Eight men sit on death row in Washington. None are scheduled to be executed, and it’s possible they never will be.

In 2014, Washington Gov. Jay Inslee issued a moratorium on executions while he is in office. This decree does not change the sentence for the men facing execution, nor is it a pardon. It means only that the men will remain in prison for the rest of their lives. Washington is one of three states with a formal moratorium on capital punishment, joining by Oregon (2011) and Colorado (2013).

Though Inslee admitted in announcing the moratorium that he had previously supported the death penalty, he said he was not convinced that “equal justice under the law” was being served.

“The use of the death penalty in this state is unequally applied, sometimes dependent on the budget of the county where the crime occurred,” Inslee said in remarks announcing the move.

The moratorium followed by just a few weeks the release of a study by University of Washington professor Katherine Beckett. In “The Role of Race in Washington State Capital Sentencing, 1981-2012,” she determined that juries were three times as likely to return a death sentence for black defendants as white defendants when situations were similar.

Death Penalty Rarely Used

A Democrat, Inslee watched Republican challenger Bill Bryant make this moratorium an election issue. But Inslee still won easily, and Washington’s history of electing Democratic governors suggests the move could become permanent. The state Legislature, however, has not overturned the law and abolished the death penalty outright.
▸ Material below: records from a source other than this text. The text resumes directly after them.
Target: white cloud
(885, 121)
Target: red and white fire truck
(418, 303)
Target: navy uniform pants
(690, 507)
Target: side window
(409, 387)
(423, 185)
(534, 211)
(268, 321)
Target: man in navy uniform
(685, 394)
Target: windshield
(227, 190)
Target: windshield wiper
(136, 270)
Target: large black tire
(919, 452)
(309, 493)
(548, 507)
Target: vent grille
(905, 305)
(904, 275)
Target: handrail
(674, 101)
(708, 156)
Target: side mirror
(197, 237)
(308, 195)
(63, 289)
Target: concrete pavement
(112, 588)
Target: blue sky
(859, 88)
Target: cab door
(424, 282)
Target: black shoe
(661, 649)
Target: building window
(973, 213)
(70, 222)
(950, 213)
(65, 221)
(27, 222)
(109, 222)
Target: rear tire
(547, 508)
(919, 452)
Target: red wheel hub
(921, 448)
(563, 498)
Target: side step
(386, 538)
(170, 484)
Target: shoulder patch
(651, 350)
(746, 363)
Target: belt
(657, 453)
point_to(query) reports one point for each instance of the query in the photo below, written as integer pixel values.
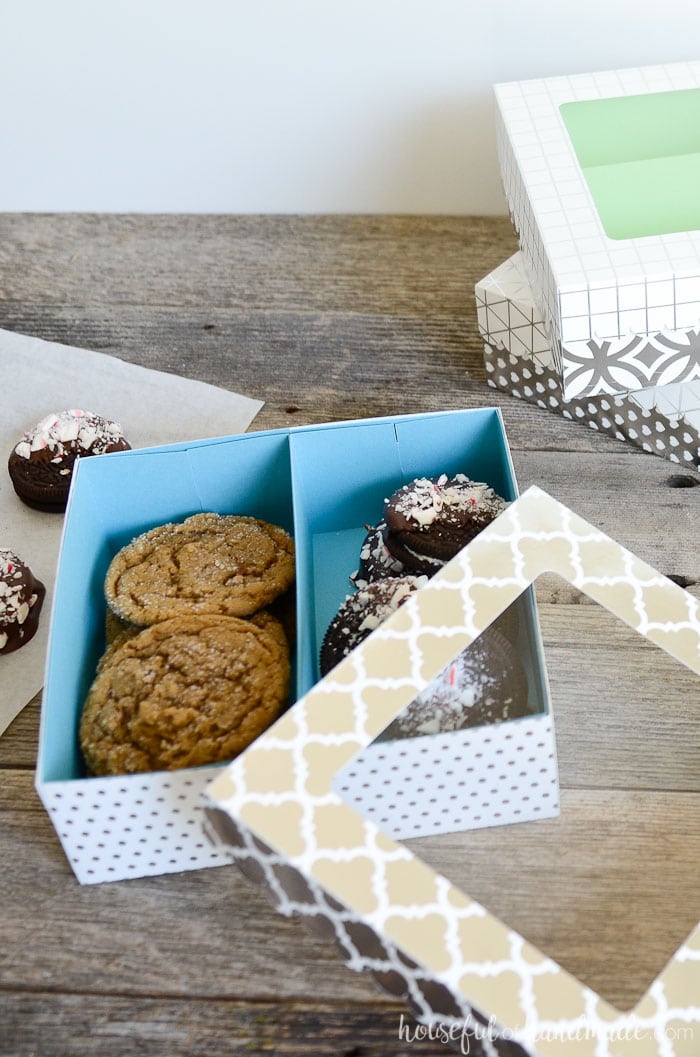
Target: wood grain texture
(330, 318)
Inslee and his attorney general, Bob Ferguson, sought in January 2017 to introduce legislation that would abolish the death penalty, but it has not progressed. In all, 36 states have not carried out an execution for at least five years. Eighteen of those states, in addition to the District of Columbia, have abolished capital punishment.

Inslee invoked the moratorium for the first time in December 2016. Clark Richard Elmore had exhausted all his appeals and was about three weeks away from a scheduled execution.
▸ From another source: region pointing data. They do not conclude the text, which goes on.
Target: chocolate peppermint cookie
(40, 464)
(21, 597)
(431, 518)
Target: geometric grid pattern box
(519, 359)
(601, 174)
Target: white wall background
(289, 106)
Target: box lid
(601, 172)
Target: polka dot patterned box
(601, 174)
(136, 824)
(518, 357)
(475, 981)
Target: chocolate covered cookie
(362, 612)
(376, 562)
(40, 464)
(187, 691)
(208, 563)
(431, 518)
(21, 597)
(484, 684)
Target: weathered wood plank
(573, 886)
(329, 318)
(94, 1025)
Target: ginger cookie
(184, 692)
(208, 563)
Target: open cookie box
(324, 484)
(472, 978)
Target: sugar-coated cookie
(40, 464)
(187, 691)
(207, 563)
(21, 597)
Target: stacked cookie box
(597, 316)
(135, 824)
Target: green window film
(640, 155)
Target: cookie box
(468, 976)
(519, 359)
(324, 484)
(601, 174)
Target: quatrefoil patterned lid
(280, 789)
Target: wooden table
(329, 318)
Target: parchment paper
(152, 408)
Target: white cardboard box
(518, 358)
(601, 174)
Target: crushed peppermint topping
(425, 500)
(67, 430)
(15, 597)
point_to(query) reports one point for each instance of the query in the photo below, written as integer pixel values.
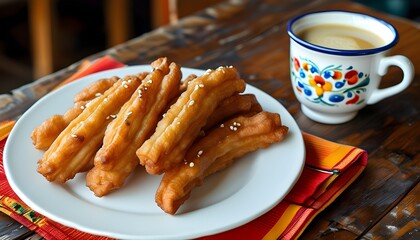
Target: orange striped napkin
(329, 169)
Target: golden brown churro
(45, 134)
(182, 123)
(95, 89)
(134, 124)
(75, 147)
(215, 152)
(232, 106)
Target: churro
(135, 122)
(73, 150)
(216, 151)
(183, 121)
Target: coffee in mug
(339, 36)
(337, 60)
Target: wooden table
(383, 202)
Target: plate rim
(9, 172)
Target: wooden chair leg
(118, 21)
(40, 20)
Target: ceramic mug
(333, 76)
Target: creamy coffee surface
(341, 37)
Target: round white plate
(235, 196)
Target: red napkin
(329, 169)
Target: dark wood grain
(383, 203)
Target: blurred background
(42, 36)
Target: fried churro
(232, 106)
(216, 151)
(135, 123)
(73, 150)
(182, 123)
(45, 134)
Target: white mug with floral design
(337, 59)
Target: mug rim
(342, 52)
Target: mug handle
(408, 72)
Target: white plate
(249, 188)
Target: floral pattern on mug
(332, 85)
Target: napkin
(329, 169)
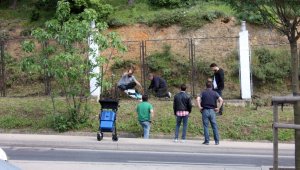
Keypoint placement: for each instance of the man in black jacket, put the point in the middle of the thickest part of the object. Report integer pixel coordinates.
(159, 86)
(218, 81)
(182, 107)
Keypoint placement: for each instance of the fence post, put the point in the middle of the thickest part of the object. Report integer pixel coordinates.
(244, 62)
(192, 58)
(275, 137)
(143, 74)
(93, 54)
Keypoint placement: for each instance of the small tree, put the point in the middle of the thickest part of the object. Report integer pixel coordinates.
(283, 15)
(68, 64)
(3, 39)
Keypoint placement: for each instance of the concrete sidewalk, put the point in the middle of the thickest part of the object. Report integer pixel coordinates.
(90, 142)
(132, 144)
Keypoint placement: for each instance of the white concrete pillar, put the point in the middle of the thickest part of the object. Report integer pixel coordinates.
(244, 53)
(93, 54)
Cal Coburn Brown was the most recent execution in Washington. Brown died by lethal injection in 2010, for the 1991 rape and murder of a 21-year-old woman from Burien, WA. He was the 78th person executed in the state of Washington. Only five people have been put to death in the state since 1963.

Nationally, the number of executions has dropped dramatically since 1998, when there were 98. According to the Death Penalty Information Center, there were just 20 executions in 2016, the fewest since 1991. One hundred fifty-nine individuals have been exonerated while on death row nationwide since 1973. One took place in Washington. Benjamin Harris was convicted for a 1984 murder, but the charges were later dismissed after a judge determined his defense was incompetent.